Si nous aspirons à la destruction de tout l’existant, il faudra prendre ce chemin depuis un nouvel endroit, et pas depuis ce paysage idyllique des ruines du vieux monde qui engendrera le nouveau que nous portons dans nos cœurs, mais en devinant des conceptions originales et matérialisant les actions nécessaires que nous permettent les ruines de la domination à ce moment là, mais sans caresser des espoirs utopiques. L’Anarchie n’est pas le sentier qui mène à l’Utopie, comme le christianisme séculier du XIXème siècle essayait de le faire croire, en faisant la promotion de la foi dans une abstraction héritée des espoirs chrétiens antiques. L’Anarchie donne l’opportunité de vivre et réaliser la destruction dans le présent, à ceux qui ne vont nulle part et qui ne nourrissent pas des espoirs dans des solutions médiatisées ou dans des régimes à venir au nom de la liberté et de l’égalité. Dans ce sens, elle ne peut se comprendre comme une pratique alternative ou antagoniste à la domination, mais comme un « perturbateur », un « virus » ou un « polluant ». Une espèce de cancer infiltrant qui se contente chaque jour de détruire ce qui est « proche » et pas un télos [7] lointain. Ce qui est « proche », c’est la seule chose que nous avons et pas l’universel intangible. Mais, détruisant ce qui est « proche », de façon simultanée dans différentes régions du corps social, ça provoque la métastase.

Voilà l’Anarchie réalisable: éphémère et terrestre, éventuelle et imparfaite, irrégulière et complexe. Juste dans cette trame se trouve la possibilité de déployer un paradigme anarchiste rénové, capable de tonifier les muscles de nouveaux développements théorico-pratiques avec une vocation pour le présent; c’est-à-dire, conscients que le passé est un ensemble d’habitudes dont nous n’avons rien à apprendre et encore moins à imiter. Il appartient à ce paradigme de montrer ses prééminences en termes d’actualité, d’extension et de profondeur dans un nouvel ordre tripolaire imposé par le capitalisme hyper-technologique.

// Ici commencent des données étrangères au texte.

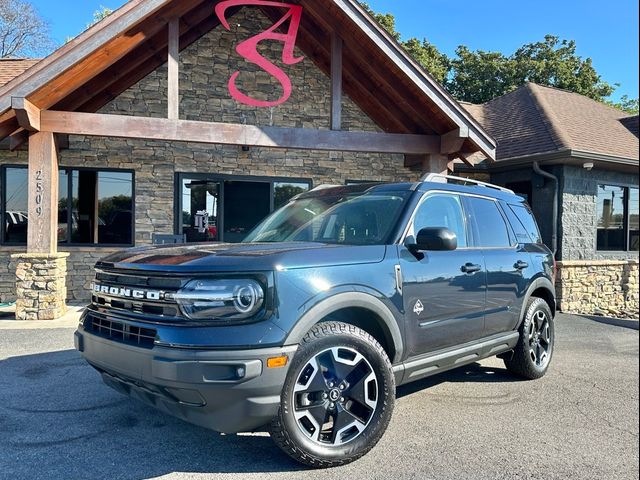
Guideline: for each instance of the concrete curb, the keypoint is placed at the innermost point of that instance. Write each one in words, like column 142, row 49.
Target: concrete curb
column 9, row 322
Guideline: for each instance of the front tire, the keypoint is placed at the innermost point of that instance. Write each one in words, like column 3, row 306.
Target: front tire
column 532, row 355
column 337, row 399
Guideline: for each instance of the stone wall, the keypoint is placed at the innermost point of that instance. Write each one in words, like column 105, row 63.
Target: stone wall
column 602, row 287
column 206, row 67
column 41, row 286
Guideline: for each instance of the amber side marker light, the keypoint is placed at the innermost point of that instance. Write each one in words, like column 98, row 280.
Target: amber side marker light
column 277, row 362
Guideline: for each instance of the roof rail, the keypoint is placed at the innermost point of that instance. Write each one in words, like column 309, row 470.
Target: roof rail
column 435, row 177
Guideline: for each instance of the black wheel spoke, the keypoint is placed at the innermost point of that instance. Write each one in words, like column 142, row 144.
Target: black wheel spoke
column 341, row 420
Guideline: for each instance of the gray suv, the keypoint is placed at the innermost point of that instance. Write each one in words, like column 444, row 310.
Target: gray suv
column 308, row 326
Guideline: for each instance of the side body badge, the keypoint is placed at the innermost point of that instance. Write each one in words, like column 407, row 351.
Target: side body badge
column 418, row 308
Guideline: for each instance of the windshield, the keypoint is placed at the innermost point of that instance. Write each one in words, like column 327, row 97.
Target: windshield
column 362, row 218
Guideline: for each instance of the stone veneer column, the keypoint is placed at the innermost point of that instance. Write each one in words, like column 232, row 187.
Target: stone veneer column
column 41, row 286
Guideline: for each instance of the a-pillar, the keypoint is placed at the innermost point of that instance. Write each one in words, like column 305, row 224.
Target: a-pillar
column 41, row 272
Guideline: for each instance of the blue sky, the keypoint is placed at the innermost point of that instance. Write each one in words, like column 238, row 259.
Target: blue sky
column 605, row 31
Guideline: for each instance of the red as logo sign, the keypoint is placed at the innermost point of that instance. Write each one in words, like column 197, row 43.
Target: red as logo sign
column 249, row 48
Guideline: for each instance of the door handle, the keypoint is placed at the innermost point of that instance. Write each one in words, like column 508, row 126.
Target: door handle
column 471, row 268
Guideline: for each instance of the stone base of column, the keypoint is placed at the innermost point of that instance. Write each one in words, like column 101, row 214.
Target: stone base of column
column 41, row 286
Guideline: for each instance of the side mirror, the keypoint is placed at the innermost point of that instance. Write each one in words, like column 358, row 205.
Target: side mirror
column 435, row 239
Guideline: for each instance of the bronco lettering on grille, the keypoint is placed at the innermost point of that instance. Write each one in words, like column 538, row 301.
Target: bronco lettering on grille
column 127, row 292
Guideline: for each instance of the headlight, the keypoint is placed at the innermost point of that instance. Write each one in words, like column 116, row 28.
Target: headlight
column 220, row 299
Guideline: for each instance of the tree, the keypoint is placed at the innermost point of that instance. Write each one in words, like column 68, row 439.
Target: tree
column 425, row 53
column 626, row 104
column 99, row 15
column 554, row 62
column 479, row 76
column 23, row 33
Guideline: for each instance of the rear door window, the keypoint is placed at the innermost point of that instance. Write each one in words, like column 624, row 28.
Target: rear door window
column 490, row 229
column 527, row 220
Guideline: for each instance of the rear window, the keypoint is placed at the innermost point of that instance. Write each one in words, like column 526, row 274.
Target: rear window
column 524, row 223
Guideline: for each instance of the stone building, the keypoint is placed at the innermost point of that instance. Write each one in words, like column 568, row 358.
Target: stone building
column 592, row 151
column 169, row 120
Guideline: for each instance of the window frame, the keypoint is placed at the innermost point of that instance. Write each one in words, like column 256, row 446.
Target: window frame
column 626, row 218
column 69, row 187
column 179, row 177
column 410, row 228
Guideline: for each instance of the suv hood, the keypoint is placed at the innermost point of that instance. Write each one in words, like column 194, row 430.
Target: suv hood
column 241, row 257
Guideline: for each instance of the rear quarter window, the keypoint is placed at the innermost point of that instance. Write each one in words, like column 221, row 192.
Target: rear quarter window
column 523, row 223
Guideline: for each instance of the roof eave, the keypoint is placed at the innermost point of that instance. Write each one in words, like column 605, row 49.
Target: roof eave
column 427, row 84
column 64, row 58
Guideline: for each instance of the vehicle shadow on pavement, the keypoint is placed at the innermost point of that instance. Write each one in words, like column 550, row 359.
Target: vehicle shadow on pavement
column 616, row 322
column 473, row 373
column 58, row 419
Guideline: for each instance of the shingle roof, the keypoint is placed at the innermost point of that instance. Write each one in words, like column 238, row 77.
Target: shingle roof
column 535, row 119
column 10, row 68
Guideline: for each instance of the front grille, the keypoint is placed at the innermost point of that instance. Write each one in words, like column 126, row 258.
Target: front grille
column 120, row 332
column 162, row 309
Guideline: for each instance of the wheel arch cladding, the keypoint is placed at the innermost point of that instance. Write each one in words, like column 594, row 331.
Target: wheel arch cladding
column 540, row 288
column 359, row 309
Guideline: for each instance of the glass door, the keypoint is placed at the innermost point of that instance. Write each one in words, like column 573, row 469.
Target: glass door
column 201, row 201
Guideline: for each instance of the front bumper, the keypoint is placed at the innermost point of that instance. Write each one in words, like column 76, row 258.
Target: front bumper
column 226, row 391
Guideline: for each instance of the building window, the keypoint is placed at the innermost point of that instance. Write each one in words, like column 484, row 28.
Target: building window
column 95, row 207
column 617, row 218
column 214, row 208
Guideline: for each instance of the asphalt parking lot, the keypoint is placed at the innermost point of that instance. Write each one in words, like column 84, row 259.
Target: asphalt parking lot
column 57, row 420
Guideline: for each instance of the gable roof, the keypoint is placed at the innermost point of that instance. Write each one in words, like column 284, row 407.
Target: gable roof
column 11, row 68
column 129, row 44
column 536, row 119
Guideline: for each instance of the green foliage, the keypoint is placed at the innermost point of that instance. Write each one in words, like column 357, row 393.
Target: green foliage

Les mobilisations de raz-le-bol, la rage du désespoir et les rebellions de la misère ne font que réaffirmer la continuité de la domination, c’est-à-dire, elles produisent plus de capitalisme. Seul le feu pourra nous offrir l’Anarchie, en s’emparant du seul poids de ce mot. C’est-à-dire, sans approximation, substituts ou synonymes qui n’expriment pas ni s’approchent – vaguement – de la fougue de nos passions.

Gustavo Rodríguez
Planète Terre,
1er septembre 2020
Extrait de la brochure El aroma del fuego: la rabia de la desesperanza en un mundo tripolar (L’arôme du feu: la rage du désespoir dans un monde tripolaire)
https://es-contrainfo.espiv.net/files/2020/11/El-aroma-del-fuego.pdf

 

Notes :

1 Marx, K., Le dix-huit Brumaire de Louis Bonaparte, 1852.
2 Film espagnol réalisé en 1996 par Vicente Aranda, et basé sur le roman La nonne libertaire (1981) d’Antonio Rabinad.
3 Série de télévision argentino-espagnole, réalisée par le péroniste Juan José Campanella (2006).
4 L’action insurrectionnelle – aussi émancipatrice soit-elle d’un point de vue subjectif – se satisfait d’elle-même mais est incapable de dépasser l’obsolète, récidivant de façon irréfléchie dans des gestes caducs.
5 La lutte pour le contrôle des nouvelles techniques de conditionnement, Internationale Situationniste, Nº 1, juin 1958.
6 Halberstam, Jack, The Queer Art of Failure, 2011 (où est évoquée la low theory NdT).
7 Du grec ancien τέλος, fin ou finalité, et qui était pour Aristote la cause finale (NdT).